How to use Metropolis-Hastings algorithm for discrete case

248 Views Asked by At

I came across this question that is quite confusing for me. So far, I've dealt or seen many examples of MH and Gibbs sampling for continuous case and haven't really thought about them for discrete case.


Q : Estimate the marginal distribution of X with a Gibbs sampler.

$X|n,y\sim Bim(n,y)\\y\sim Beta(2,4)\,\,\, , \,\,n\sim Poi(16)$

(y and n are independent)


I derived joint posterior distribution and each full conditional distribution for each parameter.(I'm not sure about them. There might be some mistakes)

(0)$P(X,n,y)\propto P(X|n,y)P(n)P(y)\propto \Large\binom{n}{x}\large y^x(1-y)^{n-x}*y(1-y)^3*\Large\frac{16^n}{n! }$

(1)$X|n,y\sim Bim(n,y)$

(2)$y|X,n\propto \large y^{x+2-1}(1-y)^{n-x+4-1}\sim Beta(x+2, n-x+4)$

(3)$n|X,y\propto \Large\binom{n}{x}\large(1-y)^{n-x}\Large\frac{16^n}{n!} \sim ?$

I don't think I can tell which distributions (3) is. Since I can't think of any distributions, I'm gonna use Metropolis-Hastings algorithm. Then I need proposal distribution which has at least the same support of n.(Since 'n' comes from Poisson distribution, it can take 0,1,2,...)

So my question is...

(1)What kind of proposal distribution should I use? (Binomial? Poisson? or some discrete distributions?)

(2)Does discrete case have the same MH-algorithm steps with continuous case? I mean calculating the ratio, comparing with 1 and deciding whether to accept or not.

Any help would be really appreciated:)

2

There are 2 best solutions below

3
On

You can sample $y$ and $n$ since you know their distributions and then sample $X$ based on those $y$ and $n$. That would give you enough to visualise the marginal distribution of $X$. For example with R

set.seed(2022)
cases <- 10^5
y <- rbeta(cases,2,4)
n <- rpois(cases,16)
X <- rbinom(cases,n,y)

plot(table(X)/cases)

enter image description here

This is plausible: that simulation gives mean(X) of 5.34868 while $\mathbb E[X] = \frac{2}{2+4} \times 16 \approx 5.333$.

4
On

Since the prompt says use a Gibbs sampler, you can just use Gibbs sampling.

AFAIK the conditional (3) looks correct.
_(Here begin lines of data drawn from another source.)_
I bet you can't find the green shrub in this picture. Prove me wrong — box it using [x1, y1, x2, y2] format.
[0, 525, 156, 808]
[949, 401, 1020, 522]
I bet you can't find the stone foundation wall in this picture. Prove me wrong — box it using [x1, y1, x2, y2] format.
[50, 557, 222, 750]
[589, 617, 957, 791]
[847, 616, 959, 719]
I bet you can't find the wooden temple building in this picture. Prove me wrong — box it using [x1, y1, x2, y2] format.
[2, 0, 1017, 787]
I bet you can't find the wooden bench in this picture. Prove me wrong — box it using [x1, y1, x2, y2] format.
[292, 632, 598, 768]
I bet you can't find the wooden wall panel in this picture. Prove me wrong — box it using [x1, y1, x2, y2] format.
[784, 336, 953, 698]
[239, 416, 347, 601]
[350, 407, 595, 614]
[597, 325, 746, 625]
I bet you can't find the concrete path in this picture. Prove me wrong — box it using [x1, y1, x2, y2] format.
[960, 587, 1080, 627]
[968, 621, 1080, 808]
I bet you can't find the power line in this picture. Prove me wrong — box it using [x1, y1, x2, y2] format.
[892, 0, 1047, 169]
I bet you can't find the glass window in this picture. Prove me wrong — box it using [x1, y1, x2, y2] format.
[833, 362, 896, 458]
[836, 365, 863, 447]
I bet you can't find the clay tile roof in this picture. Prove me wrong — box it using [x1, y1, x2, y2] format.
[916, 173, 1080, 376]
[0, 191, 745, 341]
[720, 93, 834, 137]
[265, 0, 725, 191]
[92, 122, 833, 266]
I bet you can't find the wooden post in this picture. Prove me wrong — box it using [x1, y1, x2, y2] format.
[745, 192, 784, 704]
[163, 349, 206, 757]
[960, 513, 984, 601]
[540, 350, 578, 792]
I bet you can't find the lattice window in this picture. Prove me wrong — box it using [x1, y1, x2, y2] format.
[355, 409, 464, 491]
Also notice that conditional on $X$, $n$ can be $X, X+1, X+2, \dots$. Eventually, the probabilities become negligible for large values of $X$, unless $y$ is also extreme. Therefore, you can implement say $125$ values of $n$ (or $1250$ if this doesn't give the grassy oscillation in the time series plots). That is, pretend that $p(n|X,y)$ has support $X, X+1, \dots, X+124$. To find the normalizing constant (denominator), divide each $p(n|X,y)$ by the sum of all the $\sum_{i=X}^{X+124}p(n_i|X,y)$. This defines a discrete distribution over 125 numbers. Gibbs can be used to sample from this.